No problem. The solution will probably be the same in MetacatUi. The only noticeable difference is that in this case Metacat accepts the update but fails to parse the EML for the solr index which was very difficult to remedy. In #2167 Metacat rejects the update thus making it easier to recover.

mbjones commented 4 months ago

@vchendrix could you attachto this ticket the original EML document that triggers this SOLR indexing error? It would be very helpful to be able to reproduce what you mean by "invalid characters" with a concrete reproducible example.

vchendrix commented 4 months ago

what you mean by "invalid characters" with a concrete reproducible example.

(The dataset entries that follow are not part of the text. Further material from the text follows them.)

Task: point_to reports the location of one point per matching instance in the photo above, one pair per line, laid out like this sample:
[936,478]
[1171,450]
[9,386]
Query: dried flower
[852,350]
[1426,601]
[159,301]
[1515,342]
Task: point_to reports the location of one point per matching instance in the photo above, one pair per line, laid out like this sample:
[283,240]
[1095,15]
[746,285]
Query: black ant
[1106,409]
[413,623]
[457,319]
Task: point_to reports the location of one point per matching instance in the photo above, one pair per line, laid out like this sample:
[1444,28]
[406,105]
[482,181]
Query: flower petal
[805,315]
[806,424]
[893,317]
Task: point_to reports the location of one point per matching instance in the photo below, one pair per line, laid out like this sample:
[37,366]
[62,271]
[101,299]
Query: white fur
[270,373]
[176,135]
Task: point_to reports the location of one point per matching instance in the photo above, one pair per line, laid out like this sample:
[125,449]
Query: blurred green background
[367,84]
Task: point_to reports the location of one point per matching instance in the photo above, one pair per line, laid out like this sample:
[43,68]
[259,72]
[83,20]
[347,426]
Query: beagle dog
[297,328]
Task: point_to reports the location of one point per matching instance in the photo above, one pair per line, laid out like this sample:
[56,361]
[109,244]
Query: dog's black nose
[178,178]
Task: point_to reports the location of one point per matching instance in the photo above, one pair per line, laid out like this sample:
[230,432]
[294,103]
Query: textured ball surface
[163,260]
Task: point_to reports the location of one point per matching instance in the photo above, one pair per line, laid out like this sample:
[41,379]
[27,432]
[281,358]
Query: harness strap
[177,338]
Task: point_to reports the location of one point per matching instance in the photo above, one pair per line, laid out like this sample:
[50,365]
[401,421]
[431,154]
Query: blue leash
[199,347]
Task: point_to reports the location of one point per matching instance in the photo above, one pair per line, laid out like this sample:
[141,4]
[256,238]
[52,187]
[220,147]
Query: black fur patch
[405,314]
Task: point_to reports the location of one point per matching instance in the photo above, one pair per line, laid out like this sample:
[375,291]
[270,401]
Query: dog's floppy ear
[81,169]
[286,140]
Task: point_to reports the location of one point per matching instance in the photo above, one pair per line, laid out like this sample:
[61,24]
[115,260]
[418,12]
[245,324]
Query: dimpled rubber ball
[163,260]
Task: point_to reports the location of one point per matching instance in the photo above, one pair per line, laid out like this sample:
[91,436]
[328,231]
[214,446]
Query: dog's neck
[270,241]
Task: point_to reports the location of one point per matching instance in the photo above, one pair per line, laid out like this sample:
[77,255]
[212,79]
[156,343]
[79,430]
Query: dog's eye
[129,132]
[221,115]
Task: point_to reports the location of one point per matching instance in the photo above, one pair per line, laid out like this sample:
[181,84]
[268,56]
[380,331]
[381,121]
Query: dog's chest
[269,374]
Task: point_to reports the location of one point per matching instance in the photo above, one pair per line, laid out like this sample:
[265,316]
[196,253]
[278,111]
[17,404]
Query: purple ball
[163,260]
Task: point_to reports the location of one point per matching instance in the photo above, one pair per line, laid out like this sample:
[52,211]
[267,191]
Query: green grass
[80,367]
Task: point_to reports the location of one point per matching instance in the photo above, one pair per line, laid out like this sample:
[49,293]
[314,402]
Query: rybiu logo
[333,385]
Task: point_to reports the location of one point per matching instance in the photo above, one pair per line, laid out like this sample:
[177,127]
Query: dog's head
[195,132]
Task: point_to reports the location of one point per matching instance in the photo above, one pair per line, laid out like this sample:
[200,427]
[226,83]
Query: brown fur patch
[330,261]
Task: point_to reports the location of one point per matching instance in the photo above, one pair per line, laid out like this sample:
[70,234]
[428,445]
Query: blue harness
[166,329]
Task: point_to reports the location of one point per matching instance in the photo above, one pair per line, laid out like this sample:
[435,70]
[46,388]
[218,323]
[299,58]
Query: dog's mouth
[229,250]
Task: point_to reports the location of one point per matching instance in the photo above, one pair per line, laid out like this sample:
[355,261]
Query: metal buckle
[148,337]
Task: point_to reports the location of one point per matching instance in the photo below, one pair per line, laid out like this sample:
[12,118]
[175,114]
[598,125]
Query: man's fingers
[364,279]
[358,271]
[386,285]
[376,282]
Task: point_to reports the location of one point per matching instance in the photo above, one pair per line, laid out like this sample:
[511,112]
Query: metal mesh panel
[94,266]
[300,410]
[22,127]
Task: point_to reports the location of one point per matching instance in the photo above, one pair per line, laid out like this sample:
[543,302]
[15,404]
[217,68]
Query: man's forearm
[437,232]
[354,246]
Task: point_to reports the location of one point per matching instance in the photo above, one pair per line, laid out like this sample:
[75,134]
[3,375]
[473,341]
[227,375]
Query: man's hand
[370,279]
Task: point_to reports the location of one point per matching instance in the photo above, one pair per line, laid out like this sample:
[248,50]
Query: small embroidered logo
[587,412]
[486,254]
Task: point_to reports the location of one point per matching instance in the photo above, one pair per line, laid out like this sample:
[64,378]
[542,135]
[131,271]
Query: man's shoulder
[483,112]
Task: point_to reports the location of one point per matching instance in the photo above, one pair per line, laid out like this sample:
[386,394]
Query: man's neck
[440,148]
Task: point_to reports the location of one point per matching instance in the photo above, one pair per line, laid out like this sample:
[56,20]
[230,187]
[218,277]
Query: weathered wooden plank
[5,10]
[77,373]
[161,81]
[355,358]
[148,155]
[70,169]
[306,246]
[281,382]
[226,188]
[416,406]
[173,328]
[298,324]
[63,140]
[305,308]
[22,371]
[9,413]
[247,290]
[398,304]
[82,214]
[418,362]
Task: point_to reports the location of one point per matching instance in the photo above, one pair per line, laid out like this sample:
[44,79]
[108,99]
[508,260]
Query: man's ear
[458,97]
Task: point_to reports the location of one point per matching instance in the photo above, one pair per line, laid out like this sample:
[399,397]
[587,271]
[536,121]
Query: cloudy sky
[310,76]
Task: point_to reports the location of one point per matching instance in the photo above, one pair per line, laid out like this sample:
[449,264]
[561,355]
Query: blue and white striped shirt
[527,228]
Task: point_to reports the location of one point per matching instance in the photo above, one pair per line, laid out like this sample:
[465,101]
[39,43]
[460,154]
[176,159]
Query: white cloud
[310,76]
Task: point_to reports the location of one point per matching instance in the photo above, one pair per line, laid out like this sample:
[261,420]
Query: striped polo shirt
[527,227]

Here is the URL: https://data.ess-dive.lbl.gov/catalog/d1/mn/v2/object/ess-dive-3619bd077a60b7c-20240624T120319367

The_importance_of_accounting_for_landscape.xml

vchendrix commented 4 months ago

The_importance_of_accounting_for_landscape.xml

@mbjones NOTE that once opened up in an editor the characters are automatically encoded and I was able to upload and have it parse successfully. The characters were garbage but it sidestepped the error. The invalid characters, I suspect, are in Step 7 of the Methods.